Wayne County voting officials say they are prepared to use paper ballots in the November elections, if the new equipment is not certified.
Wayne County voters will vote on a touch-screen system in November unless.
John Groh, senior vice president for Election Systems & Software (ES&S), expects the iVotronic voting machines Wayne County bought to be a fully certified in the next 10 days or so.
"iVotronic is in the final stage of testing," Groh told a group of county officials, poll workers and concerned citizens here Monday.
"I expect to receive a letter of final approval by Friday," Groh said.
That letter comes from the federal government after extensive testing of the machine and its software by outside contractors.
ES&S will take the letter to the Indiana Board of Elections on the following Wednesday, Sept. 22, and that should clear the way for using the machines without a special dispensation.
Groh was confident everything would come together before the Oct. 1 deadline that has been imposed on the machines, "But in life, nothing is guaranteed for certain."
If the certification doesn't go through, everyone in Wayne County will vote in the same way absentee voters cast their ballots on paper, coloring in the dots on an optical scanner sheet.
Voting will seem a little like taking the SAT Test.

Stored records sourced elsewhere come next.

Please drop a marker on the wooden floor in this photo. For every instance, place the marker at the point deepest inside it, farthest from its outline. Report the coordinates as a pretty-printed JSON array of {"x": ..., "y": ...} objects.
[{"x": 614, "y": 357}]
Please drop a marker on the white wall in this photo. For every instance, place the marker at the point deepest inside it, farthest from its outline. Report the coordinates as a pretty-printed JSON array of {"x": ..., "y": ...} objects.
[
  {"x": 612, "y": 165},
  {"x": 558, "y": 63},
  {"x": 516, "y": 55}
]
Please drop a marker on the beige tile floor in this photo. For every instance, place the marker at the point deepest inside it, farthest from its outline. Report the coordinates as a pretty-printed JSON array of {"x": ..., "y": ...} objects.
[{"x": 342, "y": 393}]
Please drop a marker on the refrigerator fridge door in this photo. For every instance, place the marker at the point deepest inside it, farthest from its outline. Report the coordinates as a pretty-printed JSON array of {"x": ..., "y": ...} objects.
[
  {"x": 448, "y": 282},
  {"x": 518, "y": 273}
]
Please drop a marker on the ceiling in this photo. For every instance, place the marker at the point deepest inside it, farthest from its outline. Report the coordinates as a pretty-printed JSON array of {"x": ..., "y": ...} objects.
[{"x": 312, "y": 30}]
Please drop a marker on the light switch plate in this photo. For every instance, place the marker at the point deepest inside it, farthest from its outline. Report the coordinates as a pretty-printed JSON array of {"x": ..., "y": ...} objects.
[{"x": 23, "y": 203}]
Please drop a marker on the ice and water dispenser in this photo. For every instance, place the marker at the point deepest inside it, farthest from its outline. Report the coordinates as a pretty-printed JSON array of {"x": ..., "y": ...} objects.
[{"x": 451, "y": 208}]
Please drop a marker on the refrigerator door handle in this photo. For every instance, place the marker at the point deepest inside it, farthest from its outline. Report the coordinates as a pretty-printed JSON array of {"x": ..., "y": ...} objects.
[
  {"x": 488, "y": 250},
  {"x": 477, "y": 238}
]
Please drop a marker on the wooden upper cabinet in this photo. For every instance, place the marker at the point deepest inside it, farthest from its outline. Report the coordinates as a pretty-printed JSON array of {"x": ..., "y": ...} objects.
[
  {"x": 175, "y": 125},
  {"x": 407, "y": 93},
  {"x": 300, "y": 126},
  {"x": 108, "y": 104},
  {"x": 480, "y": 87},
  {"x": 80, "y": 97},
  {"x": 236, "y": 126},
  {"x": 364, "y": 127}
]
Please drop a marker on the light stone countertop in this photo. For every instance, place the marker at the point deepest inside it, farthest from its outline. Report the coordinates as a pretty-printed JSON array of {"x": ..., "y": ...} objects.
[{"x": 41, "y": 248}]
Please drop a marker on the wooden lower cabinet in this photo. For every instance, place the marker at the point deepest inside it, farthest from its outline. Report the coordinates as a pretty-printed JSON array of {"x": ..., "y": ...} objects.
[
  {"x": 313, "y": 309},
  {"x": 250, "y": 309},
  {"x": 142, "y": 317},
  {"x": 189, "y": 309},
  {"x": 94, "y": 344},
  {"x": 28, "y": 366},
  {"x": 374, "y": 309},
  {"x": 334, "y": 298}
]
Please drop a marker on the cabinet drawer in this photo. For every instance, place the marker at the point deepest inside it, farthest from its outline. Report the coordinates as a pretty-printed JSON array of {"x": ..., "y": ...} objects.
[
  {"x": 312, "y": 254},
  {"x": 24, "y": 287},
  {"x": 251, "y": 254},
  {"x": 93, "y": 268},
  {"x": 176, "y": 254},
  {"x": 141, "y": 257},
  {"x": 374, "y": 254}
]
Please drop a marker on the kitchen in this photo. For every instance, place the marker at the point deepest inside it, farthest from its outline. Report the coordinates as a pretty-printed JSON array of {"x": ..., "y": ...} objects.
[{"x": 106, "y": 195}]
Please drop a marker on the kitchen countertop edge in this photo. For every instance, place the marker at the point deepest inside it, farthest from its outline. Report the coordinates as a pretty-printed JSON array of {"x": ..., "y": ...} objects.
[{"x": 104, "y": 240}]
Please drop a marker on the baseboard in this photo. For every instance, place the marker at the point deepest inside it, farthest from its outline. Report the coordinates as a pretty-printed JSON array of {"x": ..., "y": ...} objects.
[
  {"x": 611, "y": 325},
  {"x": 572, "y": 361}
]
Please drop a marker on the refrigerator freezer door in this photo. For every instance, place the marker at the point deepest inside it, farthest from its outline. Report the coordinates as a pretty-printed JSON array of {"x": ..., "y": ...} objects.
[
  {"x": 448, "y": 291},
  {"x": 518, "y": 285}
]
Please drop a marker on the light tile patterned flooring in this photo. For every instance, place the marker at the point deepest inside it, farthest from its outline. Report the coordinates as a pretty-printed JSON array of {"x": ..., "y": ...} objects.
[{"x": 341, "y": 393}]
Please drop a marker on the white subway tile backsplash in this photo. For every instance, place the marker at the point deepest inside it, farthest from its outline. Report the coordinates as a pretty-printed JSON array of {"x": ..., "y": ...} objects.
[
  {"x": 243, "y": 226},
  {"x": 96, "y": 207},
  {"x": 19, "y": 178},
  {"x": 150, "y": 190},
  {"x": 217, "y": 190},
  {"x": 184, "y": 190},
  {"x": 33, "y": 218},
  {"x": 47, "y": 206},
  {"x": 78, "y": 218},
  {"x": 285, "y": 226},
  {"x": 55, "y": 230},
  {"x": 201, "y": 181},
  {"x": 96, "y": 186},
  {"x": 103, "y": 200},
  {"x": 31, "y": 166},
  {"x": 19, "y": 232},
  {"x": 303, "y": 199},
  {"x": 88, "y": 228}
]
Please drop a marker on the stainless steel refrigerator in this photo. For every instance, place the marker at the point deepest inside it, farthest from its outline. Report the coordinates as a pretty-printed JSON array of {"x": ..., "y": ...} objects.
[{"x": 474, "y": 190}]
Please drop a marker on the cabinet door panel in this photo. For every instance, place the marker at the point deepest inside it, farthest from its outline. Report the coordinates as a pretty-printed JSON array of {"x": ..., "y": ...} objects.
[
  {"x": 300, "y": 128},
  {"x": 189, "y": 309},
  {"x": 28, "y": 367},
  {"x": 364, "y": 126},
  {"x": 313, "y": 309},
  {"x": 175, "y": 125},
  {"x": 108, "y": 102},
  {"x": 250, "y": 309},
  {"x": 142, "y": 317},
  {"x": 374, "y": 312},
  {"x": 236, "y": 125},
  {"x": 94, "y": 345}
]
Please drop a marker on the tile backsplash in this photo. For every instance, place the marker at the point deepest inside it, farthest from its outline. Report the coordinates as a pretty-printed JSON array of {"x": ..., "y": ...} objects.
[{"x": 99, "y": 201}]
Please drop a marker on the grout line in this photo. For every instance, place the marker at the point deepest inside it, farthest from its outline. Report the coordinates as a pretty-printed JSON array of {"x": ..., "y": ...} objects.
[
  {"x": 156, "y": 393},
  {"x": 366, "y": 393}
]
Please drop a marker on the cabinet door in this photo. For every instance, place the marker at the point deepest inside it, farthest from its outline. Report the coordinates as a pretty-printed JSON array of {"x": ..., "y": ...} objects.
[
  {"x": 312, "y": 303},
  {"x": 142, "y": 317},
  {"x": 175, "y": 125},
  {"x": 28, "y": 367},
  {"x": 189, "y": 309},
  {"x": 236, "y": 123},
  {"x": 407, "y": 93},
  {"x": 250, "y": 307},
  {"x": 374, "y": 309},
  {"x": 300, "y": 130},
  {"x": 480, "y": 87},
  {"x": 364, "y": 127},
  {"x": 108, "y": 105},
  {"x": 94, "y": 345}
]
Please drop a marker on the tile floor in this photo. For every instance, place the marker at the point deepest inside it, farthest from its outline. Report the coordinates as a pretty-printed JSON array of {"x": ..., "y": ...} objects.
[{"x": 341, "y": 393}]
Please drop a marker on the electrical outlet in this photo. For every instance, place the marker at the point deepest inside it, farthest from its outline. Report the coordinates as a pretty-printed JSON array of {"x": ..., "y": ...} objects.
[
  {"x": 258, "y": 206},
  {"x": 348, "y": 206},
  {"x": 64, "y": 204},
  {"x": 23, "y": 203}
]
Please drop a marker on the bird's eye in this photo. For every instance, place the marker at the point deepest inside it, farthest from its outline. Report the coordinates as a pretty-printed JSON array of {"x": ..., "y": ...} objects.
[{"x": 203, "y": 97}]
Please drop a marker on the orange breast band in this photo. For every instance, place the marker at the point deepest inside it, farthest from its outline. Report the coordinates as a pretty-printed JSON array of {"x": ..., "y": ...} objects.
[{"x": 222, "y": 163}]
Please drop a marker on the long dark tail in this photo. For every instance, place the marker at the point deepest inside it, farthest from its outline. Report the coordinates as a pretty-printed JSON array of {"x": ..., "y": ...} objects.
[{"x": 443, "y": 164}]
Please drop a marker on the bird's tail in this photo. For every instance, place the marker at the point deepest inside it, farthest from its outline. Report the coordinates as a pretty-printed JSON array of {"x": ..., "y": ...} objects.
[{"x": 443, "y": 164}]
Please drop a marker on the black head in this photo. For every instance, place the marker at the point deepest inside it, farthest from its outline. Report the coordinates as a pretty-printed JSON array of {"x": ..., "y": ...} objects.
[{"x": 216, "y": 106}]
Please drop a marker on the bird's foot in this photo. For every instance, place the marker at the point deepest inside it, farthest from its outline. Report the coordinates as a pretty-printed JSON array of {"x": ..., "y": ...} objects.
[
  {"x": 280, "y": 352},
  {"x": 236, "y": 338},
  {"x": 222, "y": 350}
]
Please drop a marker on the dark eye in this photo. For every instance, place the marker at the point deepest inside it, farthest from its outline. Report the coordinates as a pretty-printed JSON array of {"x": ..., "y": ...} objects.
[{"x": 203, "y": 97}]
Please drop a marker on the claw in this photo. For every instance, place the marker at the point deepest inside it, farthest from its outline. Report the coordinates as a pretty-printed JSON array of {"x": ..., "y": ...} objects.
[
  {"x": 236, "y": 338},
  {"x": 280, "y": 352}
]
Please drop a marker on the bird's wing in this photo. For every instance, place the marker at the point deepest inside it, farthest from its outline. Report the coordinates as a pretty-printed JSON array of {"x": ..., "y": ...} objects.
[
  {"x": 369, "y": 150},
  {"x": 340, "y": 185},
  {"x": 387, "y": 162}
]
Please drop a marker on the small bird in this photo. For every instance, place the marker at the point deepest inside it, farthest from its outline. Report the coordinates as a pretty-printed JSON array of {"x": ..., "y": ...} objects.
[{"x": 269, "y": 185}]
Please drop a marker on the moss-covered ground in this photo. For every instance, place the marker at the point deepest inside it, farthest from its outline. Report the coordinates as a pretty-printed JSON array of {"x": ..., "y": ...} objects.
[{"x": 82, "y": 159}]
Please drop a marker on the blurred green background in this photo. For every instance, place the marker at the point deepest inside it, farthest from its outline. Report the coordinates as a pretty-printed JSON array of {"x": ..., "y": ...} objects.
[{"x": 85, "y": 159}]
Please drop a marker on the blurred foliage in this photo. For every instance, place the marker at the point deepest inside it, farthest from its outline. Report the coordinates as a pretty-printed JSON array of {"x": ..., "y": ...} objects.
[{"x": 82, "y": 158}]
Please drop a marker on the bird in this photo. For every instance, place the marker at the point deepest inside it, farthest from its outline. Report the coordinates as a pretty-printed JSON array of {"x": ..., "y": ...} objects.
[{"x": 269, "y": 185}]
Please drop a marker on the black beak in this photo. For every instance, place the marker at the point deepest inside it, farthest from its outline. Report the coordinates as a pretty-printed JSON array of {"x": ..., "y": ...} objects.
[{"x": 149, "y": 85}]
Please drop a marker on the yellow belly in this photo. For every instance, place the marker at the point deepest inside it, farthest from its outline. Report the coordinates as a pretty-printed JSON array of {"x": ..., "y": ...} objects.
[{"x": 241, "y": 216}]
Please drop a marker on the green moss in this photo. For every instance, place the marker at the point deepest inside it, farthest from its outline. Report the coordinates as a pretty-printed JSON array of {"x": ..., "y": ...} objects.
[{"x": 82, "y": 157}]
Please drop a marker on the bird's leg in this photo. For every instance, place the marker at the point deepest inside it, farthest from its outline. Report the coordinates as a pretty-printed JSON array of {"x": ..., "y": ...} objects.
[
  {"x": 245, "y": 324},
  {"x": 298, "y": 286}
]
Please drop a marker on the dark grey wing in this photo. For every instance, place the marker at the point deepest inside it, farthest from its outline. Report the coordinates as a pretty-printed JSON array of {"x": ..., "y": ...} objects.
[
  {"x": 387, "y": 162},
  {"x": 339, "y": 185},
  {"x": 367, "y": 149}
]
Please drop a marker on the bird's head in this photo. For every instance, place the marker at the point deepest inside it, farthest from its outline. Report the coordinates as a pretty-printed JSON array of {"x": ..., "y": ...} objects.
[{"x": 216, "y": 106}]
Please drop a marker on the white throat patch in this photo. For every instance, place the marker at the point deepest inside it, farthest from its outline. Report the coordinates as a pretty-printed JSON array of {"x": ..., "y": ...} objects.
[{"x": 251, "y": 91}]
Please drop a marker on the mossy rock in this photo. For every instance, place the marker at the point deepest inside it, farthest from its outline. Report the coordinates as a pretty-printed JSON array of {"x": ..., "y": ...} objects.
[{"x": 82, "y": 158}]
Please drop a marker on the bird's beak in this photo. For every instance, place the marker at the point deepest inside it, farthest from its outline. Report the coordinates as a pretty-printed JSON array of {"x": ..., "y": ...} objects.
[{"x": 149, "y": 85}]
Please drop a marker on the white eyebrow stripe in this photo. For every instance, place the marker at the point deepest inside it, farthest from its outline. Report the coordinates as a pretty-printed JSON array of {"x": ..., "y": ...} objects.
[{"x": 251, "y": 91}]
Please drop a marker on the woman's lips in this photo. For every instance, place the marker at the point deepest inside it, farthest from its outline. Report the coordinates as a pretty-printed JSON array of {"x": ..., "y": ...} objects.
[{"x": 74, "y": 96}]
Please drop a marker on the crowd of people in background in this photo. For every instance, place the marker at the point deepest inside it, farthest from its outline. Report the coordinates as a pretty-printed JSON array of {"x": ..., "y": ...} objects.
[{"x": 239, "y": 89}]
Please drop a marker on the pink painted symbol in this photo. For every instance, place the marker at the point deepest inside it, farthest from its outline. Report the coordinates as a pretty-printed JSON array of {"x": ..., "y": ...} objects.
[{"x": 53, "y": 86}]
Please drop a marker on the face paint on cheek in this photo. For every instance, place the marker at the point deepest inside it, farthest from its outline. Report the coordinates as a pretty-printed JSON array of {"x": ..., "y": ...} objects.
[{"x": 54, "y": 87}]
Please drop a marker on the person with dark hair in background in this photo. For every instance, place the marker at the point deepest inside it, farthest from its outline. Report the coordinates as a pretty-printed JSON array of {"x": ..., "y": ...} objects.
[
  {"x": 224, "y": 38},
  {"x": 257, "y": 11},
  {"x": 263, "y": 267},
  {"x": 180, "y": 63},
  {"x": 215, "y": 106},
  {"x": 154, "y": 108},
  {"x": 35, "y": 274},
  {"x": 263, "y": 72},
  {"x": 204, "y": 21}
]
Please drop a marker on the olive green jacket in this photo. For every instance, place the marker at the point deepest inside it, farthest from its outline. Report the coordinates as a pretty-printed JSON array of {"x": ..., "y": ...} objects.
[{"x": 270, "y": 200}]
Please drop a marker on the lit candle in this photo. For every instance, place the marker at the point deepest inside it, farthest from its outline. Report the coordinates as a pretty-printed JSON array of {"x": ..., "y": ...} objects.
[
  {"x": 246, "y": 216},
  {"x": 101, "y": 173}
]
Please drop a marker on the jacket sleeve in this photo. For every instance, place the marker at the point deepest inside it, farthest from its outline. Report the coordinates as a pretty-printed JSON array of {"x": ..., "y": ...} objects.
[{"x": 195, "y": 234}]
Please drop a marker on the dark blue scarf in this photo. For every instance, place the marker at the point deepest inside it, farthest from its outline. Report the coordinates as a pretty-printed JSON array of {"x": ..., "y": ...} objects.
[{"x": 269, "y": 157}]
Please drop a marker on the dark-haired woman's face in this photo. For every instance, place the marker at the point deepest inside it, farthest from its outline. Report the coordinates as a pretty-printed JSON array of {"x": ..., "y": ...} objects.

Switching to the paper system at the last minute won't cost Wayne County anything. Under an agreement with the state earlier, ES&S will pick up the tab.
"It could cost us a bundle," ES&S regional sale manager Robb McGinnis said, "just in shipping, if nothing else."
Not only would ES&S print the paper ballots, it would have to ship enough Model 100 scanners to equip all 57 precincts in the county for the election.
But if the worse case scenario happens, Groh said ES&S will make sure, "You have a trouble-free election in November."
The touch-screen voting machines have been used in two elections so far in Wayne County, the municipal elections in 2003 and the primary this year. There wasn't a hitch either time.
But it took special permission to use the machines in the primary, because it was determined by then the machines and their software hadn't been certified in Indiana yet.
When the waiver was granted so Wayne County and three other Indiana counties could use them in the spring, the rules were laid down get the machines certified or find another way to vote in the fall.
Groh said ES&S was not aware of an Indiana law that went into effect July 1, 2003, requiring all voting machines to meet standard set by the federal government in 2002. The iVotronic met earlier federal standards set in 1990, Groh said.
But when the machines were shipped to Wayne County after the new Hoosier law, they were out of compliance.
Groh said if federal standards and state requirements continue to change, the iVotronic can be adapted. It can even be retrofitted with a printer to provide a "paper trail" of voting.
Wayne County bought 252 iVotronic machines 62 equipped for the handicapped late in August 2003 for about $1 million. The county also inked a service contract with ES&S for $600,000 to tend and program the machines through 2006.
So far, Wayne County hasn't sent the check for the purchase.